Mas aí aparecem muitos problemas. Nós estamos acostumados a ver as coisas como o homem que quer dissecar a mosca. Quando os consultores chegam muitas vezes acabam sendo pressionados a realizarem "mágicas", a oferecerem soluções prontas, a abrirem suas "caixas de ferramentas" e retirarem os "dispositivos" como se eles acabassem reduzidos à instrumentos de trabalho. Como implantar o "Acolhimento com Classificação de Risco" sem implementar a discussão do acolhimento como um princípio do fazer saúde? Da mesma forma, o ACCR não pode estar desarticulado da implementação de novas práticas de gestão que estimulem a participação dos trabalhadores. Mas os poderes precisam ser relativizados, e os usuários, como ficam nessa história toda? Como introjetar a idéia de "Clínica Ampliada"? E a ambiência? Ela pode simplesmente sair dos desenhos de bem intencionados arquitetos sem que as pessoas participem ativamente na tomada de decisão sobre os espaços que queiram viver e trabalhar? E podemos promover saúde e novas lógicas de gestão se a nossa saúde está comprometida pela forma como se configuram nossos processos de trabalho? E a configuração desses processos, mediados pelas relações de poder, não interferem diretamente em como o ACCR acaba sendo efetivado?

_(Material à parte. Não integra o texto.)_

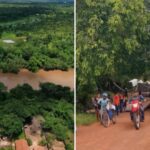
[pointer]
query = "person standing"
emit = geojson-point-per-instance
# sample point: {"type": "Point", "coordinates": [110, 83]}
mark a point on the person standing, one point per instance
{"type": "Point", "coordinates": [121, 102]}
{"type": "Point", "coordinates": [95, 104]}
{"type": "Point", "coordinates": [116, 100]}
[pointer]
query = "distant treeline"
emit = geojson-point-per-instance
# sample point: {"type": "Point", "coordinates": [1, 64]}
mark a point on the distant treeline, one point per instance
{"type": "Point", "coordinates": [43, 36]}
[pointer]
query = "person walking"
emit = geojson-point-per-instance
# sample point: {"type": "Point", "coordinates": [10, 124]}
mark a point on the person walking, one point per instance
{"type": "Point", "coordinates": [116, 100]}
{"type": "Point", "coordinates": [95, 104]}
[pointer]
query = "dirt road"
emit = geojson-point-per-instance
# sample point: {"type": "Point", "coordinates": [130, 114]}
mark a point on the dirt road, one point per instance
{"type": "Point", "coordinates": [122, 136]}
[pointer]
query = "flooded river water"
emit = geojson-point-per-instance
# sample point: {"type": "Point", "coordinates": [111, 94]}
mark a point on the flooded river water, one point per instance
{"type": "Point", "coordinates": [64, 78]}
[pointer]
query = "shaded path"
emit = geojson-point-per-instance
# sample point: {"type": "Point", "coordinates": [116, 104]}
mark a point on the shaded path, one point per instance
{"type": "Point", "coordinates": [122, 136]}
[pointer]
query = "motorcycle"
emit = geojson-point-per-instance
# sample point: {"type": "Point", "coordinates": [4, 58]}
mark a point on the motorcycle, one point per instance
{"type": "Point", "coordinates": [135, 113]}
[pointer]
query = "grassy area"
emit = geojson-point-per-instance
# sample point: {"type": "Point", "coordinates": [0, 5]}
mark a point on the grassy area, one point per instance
{"type": "Point", "coordinates": [85, 119]}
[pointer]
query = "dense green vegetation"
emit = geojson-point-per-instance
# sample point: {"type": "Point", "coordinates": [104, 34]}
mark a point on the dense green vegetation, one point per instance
{"type": "Point", "coordinates": [42, 35]}
{"type": "Point", "coordinates": [53, 103]}
{"type": "Point", "coordinates": [112, 44]}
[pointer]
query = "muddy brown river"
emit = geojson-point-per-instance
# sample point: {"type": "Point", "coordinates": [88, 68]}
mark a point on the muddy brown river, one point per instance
{"type": "Point", "coordinates": [64, 78]}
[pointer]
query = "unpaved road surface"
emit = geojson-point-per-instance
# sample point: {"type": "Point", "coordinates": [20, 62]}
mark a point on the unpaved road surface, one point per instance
{"type": "Point", "coordinates": [121, 136]}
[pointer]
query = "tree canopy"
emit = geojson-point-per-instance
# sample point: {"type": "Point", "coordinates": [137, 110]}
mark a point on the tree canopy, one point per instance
{"type": "Point", "coordinates": [112, 42]}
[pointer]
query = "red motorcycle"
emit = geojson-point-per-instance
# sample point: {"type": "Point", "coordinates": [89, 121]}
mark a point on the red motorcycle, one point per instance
{"type": "Point", "coordinates": [135, 112]}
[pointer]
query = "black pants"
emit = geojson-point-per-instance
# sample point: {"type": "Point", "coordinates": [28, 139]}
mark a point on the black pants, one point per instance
{"type": "Point", "coordinates": [117, 109]}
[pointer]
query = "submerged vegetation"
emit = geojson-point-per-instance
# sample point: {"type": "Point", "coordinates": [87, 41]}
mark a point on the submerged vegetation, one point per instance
{"type": "Point", "coordinates": [42, 36]}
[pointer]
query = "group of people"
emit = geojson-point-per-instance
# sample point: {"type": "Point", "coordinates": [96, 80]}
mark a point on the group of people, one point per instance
{"type": "Point", "coordinates": [118, 103]}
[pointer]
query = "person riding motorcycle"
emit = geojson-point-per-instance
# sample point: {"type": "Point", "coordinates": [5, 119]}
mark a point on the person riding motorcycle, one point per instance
{"type": "Point", "coordinates": [140, 99]}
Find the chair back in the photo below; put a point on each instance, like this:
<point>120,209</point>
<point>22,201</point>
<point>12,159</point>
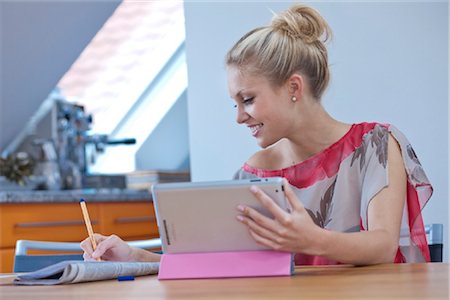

Como se pode perceber, queremos a unidade da mosca azul! Não importa se num primeiro momento só possamos perceber a beleza das asas ou contemplar os prismas do sol ou da lua. Ela só pode ser significada pela intensidade e beleza da sua unidade. Com a PNH acontece o mesmo. Ela não pode ser reduzida à aplicação técnica desse ou daquele dispostivo. Se tal coisa acontece, a estética da ação criativa do homem fica reduzida à podridão da inércia, à burocracia aprisionadora do gesto. Reduzir as ações à implantação de uma "técnica" faz com que o sorriso acolhedor seja disfarçado em instrução do manual e as cores, que separam e unem os usuários numa emergência em caixinha de guardados onde ficam aprisionadas a vulnerabilidade e  as dores humanas.

Deixemos  pois a mosca no seu vôo e vamos aprendendo a voar com ela!